L'inscription a pour effet de rendre opposable le droit de préférence. Le rang est déterminé par la date d'inscription. L'inscription confère aussi le droit de suite. L'efficacité du droit de suite par l'inscription se perçoit à la lecture du dernier alinéa de l'article 2337 nouveau du Code civil précité, qui anéantit l'article 2279 du Code civil.

Aussi convient-il d'envisager l'hypothèse de deux gages successifs. L'article 2340, alinéa 2, nouveau du Code civil (N° Lexbase : L1167HI3) prévoit que, "lorsqu'un bien donné en gage sans dépossession fait ultérieurement l'objet d'un gage avec dépossession, le droit de préférence du créancier gagiste antérieur est opposable au créancier gagiste postérieur lorsqu'il est régulièrement publié nonobstant le droit de rétention de ce dernier". Ainsi, dans une telle hypothèse, le second gagiste est entré en possession mais ne pourra opposer son droit de rétention au premier gagiste inscrit.

Enfin, Laurent Aynès souligne que "le législateur est allé trop loin", en énonçant, à l'article 2335 nouveau du Code civil (N° Lexbase : L1162HIU), que "le gage de la chose d'autrui est nul. Il peut donner lieu à des dommages et intérêts lorsque le créancier a ignoré que la chose fût à autrui". Dans le système antérieur, le gage de la chose d'autrui n'était pas nul si le créancier gagiste était entré en possession de bonne foi. Il y a, de plus, un doute sur ce texte qui est "faussement clair" : quelle est cette nullité ? Pour Laurent Aynès, il s'agit d'une nullité de protection que seul le créancier gagiste peut invoquer et, s'il ne l'invoque pas, le conflit de loi sera tranché par l'article 2279 du Code civil.

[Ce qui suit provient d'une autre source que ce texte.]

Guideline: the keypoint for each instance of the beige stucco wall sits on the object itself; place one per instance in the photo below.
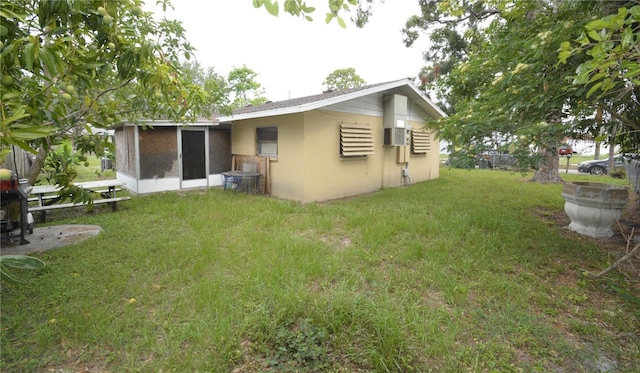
(309, 167)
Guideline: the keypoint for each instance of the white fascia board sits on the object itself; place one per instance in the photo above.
(168, 123)
(430, 106)
(315, 104)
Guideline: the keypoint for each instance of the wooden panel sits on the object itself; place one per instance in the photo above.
(158, 153)
(261, 164)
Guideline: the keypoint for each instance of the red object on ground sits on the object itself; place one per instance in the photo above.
(8, 180)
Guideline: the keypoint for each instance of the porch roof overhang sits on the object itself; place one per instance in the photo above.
(293, 106)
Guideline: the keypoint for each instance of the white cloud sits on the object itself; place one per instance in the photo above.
(292, 56)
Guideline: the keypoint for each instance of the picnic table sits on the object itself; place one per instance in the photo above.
(241, 180)
(46, 196)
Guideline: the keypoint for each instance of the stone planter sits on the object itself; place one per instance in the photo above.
(594, 207)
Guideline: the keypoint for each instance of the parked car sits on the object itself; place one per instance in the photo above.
(600, 166)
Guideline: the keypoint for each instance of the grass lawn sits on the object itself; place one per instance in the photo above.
(474, 271)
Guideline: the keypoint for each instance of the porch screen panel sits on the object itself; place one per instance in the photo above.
(420, 142)
(158, 153)
(356, 140)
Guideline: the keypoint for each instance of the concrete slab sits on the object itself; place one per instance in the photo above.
(47, 238)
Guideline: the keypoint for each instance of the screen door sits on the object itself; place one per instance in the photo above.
(194, 158)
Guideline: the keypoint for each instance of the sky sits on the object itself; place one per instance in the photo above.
(291, 56)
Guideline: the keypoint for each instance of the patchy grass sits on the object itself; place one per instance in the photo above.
(474, 271)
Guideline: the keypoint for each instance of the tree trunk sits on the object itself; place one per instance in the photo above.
(548, 171)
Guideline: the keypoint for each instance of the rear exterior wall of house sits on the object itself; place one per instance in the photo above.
(309, 166)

5. L'objet du gage : chose future, chose fongible, ensemble de choses ; cas particulier du gage des stocks

Il ressort de la définition du gage donnée par l'article 2233 nouveau du Code civil que peuvent faire l'objet d'un gage, tant les meubles présents que les meubles futurs, ou encore un ensemble de meubles présents et futurs.

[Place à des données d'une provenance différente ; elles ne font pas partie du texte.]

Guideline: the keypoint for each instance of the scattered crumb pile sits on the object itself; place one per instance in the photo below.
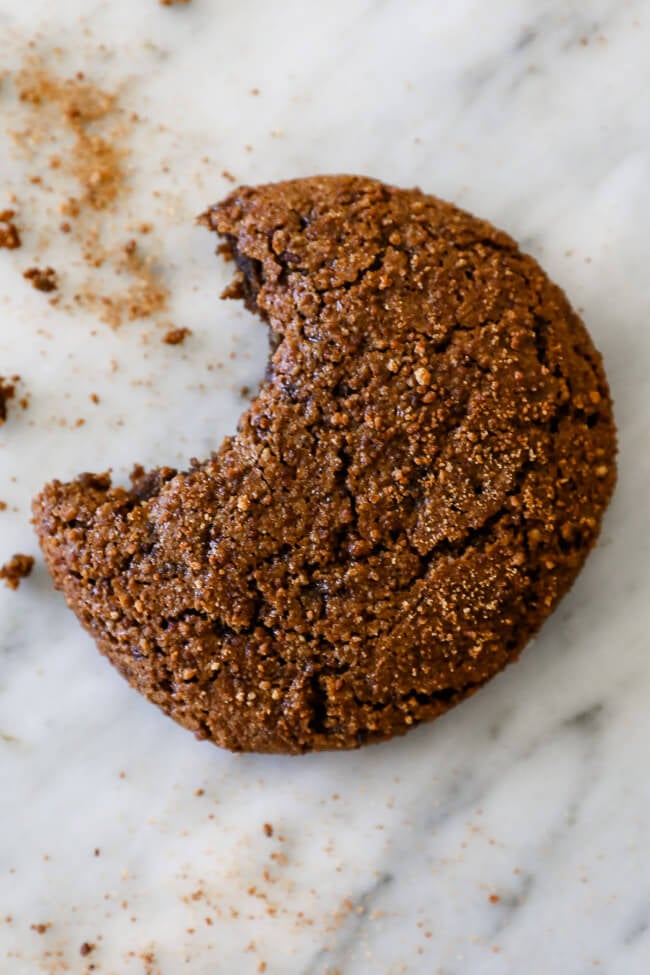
(7, 392)
(74, 138)
(42, 279)
(9, 235)
(16, 569)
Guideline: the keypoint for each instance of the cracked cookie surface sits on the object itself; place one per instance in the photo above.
(415, 486)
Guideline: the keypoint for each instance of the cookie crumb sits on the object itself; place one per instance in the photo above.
(43, 280)
(9, 234)
(176, 336)
(7, 392)
(16, 569)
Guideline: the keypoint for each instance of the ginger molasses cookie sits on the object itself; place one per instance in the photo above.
(416, 485)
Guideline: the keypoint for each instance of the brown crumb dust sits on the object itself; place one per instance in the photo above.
(18, 567)
(7, 393)
(45, 279)
(416, 485)
(9, 234)
(176, 336)
(82, 132)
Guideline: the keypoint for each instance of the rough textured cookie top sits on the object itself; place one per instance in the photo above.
(415, 486)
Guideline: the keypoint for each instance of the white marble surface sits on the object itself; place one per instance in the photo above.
(535, 114)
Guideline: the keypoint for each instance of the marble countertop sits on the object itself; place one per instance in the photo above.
(511, 836)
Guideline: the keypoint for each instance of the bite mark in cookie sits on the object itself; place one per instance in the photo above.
(415, 486)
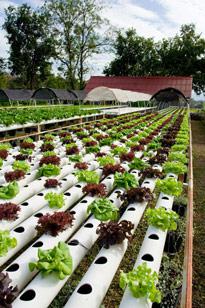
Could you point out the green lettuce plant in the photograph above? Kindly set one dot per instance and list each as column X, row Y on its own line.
column 76, row 158
column 87, row 176
column 119, row 150
column 103, row 209
column 125, row 180
column 6, row 242
column 56, row 260
column 170, row 186
column 21, row 165
column 162, row 219
column 177, row 156
column 106, row 160
column 138, row 164
column 48, row 170
column 174, row 167
column 141, row 281
column 55, row 200
column 9, row 191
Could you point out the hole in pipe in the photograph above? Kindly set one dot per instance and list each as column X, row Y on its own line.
column 67, row 194
column 88, row 225
column 13, row 268
column 101, row 260
column 19, row 230
column 154, row 237
column 85, row 289
column 38, row 244
column 148, row 257
column 28, row 295
column 38, row 215
column 73, row 243
column 24, row 203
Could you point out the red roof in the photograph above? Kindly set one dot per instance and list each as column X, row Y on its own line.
column 150, row 85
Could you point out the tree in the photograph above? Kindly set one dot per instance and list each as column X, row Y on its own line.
column 183, row 55
column 135, row 55
column 76, row 26
column 31, row 44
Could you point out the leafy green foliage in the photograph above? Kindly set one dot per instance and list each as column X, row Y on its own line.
column 6, row 242
column 9, row 191
column 162, row 219
column 138, row 164
column 5, row 146
column 48, row 170
column 106, row 160
column 170, row 186
column 177, row 156
column 141, row 282
column 55, row 200
column 174, row 167
column 125, row 180
column 87, row 176
column 103, row 209
column 119, row 150
column 21, row 165
column 56, row 260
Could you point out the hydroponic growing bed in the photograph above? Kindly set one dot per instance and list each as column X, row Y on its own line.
column 86, row 186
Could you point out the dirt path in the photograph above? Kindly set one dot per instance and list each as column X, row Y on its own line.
column 198, row 132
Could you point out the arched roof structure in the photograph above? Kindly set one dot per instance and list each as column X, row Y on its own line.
column 15, row 94
column 54, row 94
column 109, row 94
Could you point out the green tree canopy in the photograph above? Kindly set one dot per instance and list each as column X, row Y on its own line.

La question des choses fongibles conduit à poser deux hypothèses :
- soit il s'agit d'un gage avec dépossession, auquel cas l'article 2341, alinéa 1, nouveau du Code civil (N° Lexbase : L1168HI4) prévoit que le créancier doit tenir les choses fongibles "séparées des choses de même nature qui lui appartiennent. A défaut, le constituant peut se prévaloir des dispositions du premier alinéa de l'article 2344 (N° Lexbase : L1171HI9).
Si la convention dispense le créancier de cette obligation, il acquiert la propriété des choses gagées à charge de restituer la même quantité de choses équivalentes". Le Professeur Aynès retient, ici, l'attention sur le fait que, s'il est dit que le créancier acquiert la propriété des choses gagées, il acquiert, en fait, le droit d'en disposer ;
- soit il s'agit d'un gage sans dépossession, auquel cas le constituant peut aliéner ces choses, à charge de les remplacer par la même quantité de choses équivalentes.

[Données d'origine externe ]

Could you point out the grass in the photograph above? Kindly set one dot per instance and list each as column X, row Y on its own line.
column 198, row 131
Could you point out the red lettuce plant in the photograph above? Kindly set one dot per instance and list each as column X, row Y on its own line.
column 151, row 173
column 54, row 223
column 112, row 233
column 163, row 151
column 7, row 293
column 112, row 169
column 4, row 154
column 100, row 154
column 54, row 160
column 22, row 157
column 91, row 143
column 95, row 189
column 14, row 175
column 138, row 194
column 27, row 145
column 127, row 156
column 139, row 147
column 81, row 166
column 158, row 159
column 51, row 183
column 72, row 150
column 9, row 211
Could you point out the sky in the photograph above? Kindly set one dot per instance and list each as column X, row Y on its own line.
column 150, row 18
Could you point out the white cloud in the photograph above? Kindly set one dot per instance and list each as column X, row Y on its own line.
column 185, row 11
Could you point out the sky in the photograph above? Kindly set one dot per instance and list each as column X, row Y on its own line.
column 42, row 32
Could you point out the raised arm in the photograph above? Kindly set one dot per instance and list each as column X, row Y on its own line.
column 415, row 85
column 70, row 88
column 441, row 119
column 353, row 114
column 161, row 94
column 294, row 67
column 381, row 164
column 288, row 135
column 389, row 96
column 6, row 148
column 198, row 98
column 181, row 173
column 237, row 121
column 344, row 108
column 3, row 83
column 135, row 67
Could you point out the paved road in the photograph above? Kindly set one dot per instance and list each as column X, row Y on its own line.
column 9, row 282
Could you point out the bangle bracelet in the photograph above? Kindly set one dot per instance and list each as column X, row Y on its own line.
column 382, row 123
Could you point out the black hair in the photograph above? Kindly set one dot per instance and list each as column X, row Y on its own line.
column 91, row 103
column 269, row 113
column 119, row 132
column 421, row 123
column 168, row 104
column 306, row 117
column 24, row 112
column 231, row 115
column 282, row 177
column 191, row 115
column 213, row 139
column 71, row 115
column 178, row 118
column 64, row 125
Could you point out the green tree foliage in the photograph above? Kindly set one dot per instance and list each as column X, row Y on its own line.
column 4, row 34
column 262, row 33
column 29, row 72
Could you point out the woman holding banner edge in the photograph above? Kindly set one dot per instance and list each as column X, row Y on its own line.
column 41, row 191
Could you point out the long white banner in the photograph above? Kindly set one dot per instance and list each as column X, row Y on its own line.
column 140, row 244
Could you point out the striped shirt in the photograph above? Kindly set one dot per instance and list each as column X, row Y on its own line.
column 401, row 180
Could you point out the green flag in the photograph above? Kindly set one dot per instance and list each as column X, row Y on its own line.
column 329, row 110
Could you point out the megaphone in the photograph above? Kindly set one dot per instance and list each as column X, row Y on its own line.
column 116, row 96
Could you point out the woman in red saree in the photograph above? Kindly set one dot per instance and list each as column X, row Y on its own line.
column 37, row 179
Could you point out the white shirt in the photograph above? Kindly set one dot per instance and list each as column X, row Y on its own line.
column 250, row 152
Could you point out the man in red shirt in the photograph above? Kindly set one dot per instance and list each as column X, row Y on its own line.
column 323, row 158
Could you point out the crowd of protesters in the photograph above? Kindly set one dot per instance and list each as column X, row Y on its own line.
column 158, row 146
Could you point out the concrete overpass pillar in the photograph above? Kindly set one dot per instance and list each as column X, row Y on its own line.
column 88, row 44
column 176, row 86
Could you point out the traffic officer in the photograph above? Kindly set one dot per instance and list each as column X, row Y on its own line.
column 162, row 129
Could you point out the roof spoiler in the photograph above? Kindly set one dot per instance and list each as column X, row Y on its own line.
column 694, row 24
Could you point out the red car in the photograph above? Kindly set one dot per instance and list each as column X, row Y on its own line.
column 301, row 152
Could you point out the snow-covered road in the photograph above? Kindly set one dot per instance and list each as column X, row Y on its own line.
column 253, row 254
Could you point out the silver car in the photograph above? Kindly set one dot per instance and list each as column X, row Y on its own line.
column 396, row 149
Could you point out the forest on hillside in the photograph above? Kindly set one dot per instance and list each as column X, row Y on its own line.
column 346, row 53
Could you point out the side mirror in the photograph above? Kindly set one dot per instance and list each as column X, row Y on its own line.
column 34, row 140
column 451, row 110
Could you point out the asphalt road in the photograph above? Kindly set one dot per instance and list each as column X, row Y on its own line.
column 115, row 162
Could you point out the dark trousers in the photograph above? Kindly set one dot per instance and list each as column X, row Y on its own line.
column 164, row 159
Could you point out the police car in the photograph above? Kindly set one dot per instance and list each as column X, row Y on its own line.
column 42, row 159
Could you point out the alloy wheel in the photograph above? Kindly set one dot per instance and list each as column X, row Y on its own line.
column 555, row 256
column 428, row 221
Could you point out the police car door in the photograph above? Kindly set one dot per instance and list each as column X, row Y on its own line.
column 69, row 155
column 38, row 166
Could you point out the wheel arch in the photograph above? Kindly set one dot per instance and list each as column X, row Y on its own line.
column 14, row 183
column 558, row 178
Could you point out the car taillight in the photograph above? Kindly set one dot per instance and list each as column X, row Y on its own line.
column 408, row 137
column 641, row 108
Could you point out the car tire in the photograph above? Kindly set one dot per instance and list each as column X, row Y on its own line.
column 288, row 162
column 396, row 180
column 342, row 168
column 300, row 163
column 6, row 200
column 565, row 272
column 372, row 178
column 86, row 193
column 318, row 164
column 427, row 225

Se pose, alors, la question de savoir pourquoi l'ordonnance prévoit un gage de stocks (C. com., art. L. 527-1 à L. 527-11 nouv. N° Lexbase : L1399HIN). La loi d'habilitation avait expressément prévu que le Gouvernement pouvait modifier les dispositions du Code de commerce sur le gage des stocks. Or ce gage était, de fait, déjà introduit dans le droit commun.
Ce gage est réservé aux établissements de crédit pour tout crédit consenti à une personne morale de droit privé ou à une personne physique dans l'exercice de son activité professionnelle. Certaines mentions doivent figurer, le pacte commissoire est interdit, et le gage doit faire l'objet d'une inscription dans les quinze jours de sa constitution sous peine de nullité.
Peut-on, alors, choisir entre ce gage plus exigeant et le gage de droit commun ? Selon Laurent Aynès, rien ne permet de dire que le gage des stocks du Code de commerce est obligatoire.

6. Une créance présente ou future

L'ordonnance prévoyant la possibilité de gager un meuble corporel présent ou futur, il n'y a plus, aujourd'hui, les incertitudes, qui se posaient, notamment, en matière de comptes-courants, sur la possibilité de gager une chose future. Toutefois, la créance doit être déterminable.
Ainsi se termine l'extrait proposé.